Begelmann era mayor y más alto; de pelo oscuro y rizado, tenía los labios gruesos y rosados como filetes. Aunque sonreía, sus ojos contaban una historia muy distinta. Tenía las pupilas estrechas, como las de un gato, como si anhelara dejar de estar en el punto de mira del SD. En aquel edificio, rodeado de todos aquellos uniformes negros, tenía el aspecto de un niño de coro deseoso de hacerse amigo de una manada de hienas. No dijo mucho, fue Six quien habló por él. Yo había oído que Six era de Mannheim, ciudad en la que había una iglesia jesuita muy conocida. Con aquel elegante uniforme negro, ésa fue la impresión que me dio. No me pareció el típico matón del SD, sino más bien un jesuita.

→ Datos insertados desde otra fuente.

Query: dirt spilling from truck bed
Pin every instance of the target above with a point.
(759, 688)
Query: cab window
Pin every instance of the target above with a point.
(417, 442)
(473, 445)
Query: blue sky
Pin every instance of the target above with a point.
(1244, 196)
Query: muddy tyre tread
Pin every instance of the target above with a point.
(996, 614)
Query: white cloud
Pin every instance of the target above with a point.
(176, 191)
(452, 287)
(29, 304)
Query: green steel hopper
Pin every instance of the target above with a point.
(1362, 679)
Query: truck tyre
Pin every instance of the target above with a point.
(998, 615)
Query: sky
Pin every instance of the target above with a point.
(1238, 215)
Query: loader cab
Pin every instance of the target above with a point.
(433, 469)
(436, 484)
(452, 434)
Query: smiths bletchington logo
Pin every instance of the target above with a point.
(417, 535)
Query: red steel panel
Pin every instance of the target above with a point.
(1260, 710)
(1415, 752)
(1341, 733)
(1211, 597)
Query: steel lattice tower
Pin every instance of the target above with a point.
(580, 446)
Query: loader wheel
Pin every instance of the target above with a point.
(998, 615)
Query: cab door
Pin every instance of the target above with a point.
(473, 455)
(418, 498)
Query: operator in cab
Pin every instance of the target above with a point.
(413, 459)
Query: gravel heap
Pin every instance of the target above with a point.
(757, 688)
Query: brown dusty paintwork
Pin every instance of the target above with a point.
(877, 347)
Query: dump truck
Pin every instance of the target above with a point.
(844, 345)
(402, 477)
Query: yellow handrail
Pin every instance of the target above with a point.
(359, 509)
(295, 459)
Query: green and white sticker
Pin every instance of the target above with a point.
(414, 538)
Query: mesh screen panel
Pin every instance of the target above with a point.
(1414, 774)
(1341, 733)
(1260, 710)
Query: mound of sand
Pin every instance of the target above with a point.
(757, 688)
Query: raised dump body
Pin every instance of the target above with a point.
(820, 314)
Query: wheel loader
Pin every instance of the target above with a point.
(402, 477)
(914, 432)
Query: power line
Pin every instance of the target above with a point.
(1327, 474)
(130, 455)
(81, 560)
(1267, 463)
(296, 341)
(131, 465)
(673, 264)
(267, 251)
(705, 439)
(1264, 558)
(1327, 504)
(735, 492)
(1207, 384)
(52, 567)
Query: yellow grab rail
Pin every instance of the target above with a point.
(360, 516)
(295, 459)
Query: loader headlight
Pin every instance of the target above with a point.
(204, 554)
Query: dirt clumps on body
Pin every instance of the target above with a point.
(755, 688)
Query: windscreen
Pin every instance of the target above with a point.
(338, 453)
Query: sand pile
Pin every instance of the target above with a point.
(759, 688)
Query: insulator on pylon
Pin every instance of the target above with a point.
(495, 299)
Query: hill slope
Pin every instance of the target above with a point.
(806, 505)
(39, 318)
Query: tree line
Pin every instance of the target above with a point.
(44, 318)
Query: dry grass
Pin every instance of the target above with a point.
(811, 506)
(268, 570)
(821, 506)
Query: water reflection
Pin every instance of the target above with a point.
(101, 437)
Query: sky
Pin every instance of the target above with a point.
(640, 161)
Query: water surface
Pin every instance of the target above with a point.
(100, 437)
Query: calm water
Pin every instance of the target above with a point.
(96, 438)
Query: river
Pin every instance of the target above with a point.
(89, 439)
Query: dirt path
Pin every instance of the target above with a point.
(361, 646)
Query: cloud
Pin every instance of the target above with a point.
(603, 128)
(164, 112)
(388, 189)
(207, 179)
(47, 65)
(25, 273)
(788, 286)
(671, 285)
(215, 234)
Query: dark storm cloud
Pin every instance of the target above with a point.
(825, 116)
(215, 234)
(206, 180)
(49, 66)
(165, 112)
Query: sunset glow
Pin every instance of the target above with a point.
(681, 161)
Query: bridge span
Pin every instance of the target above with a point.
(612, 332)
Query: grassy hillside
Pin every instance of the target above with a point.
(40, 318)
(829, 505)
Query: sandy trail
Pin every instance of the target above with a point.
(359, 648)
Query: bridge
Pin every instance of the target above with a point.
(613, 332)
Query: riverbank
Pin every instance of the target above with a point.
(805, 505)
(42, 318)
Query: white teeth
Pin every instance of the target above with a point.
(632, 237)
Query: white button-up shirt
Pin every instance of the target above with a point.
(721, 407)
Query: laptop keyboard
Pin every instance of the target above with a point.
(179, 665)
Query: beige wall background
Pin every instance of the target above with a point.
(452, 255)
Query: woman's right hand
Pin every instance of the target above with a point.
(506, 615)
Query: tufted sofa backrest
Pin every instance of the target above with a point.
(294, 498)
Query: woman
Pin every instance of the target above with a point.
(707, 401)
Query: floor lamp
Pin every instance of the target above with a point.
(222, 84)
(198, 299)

– Herr Begelmann ha expresado su deseo de emigrar de Alemania a Palestina -dijo con soltura-. Evidentemente, le preocupan sus negocios en Alemania y el impacto que su venta tendría en la economía local. Así pues, a fin de ayudar a herr Begelmann, este departamento propone una solución a su problema. Una solución en la que usted nos podría ayudar, herr Gunther. Lo que proponemos es que no emigre pro forma sino que conste como ciudadano alemán que ha abandonado el país para ir a trabajar. Es decir, que pueda trabajar enPalestina como representante de ventas de su propia empresa. De este modo podrá ganar un sueldo, participar de los beneficios de la empresa y, al mismo tiempo, contribuir a la política de este departamento de fomentar la emigración de los judíos.
No me cupo la menor duda de que el pobre Begelmann había accedido a compartir los beneficios de su empresa no con el Reich sino con Franz Six. Encendí un cigarrillo, miré al tipo del SD y le dediqué una sonrisa irónica.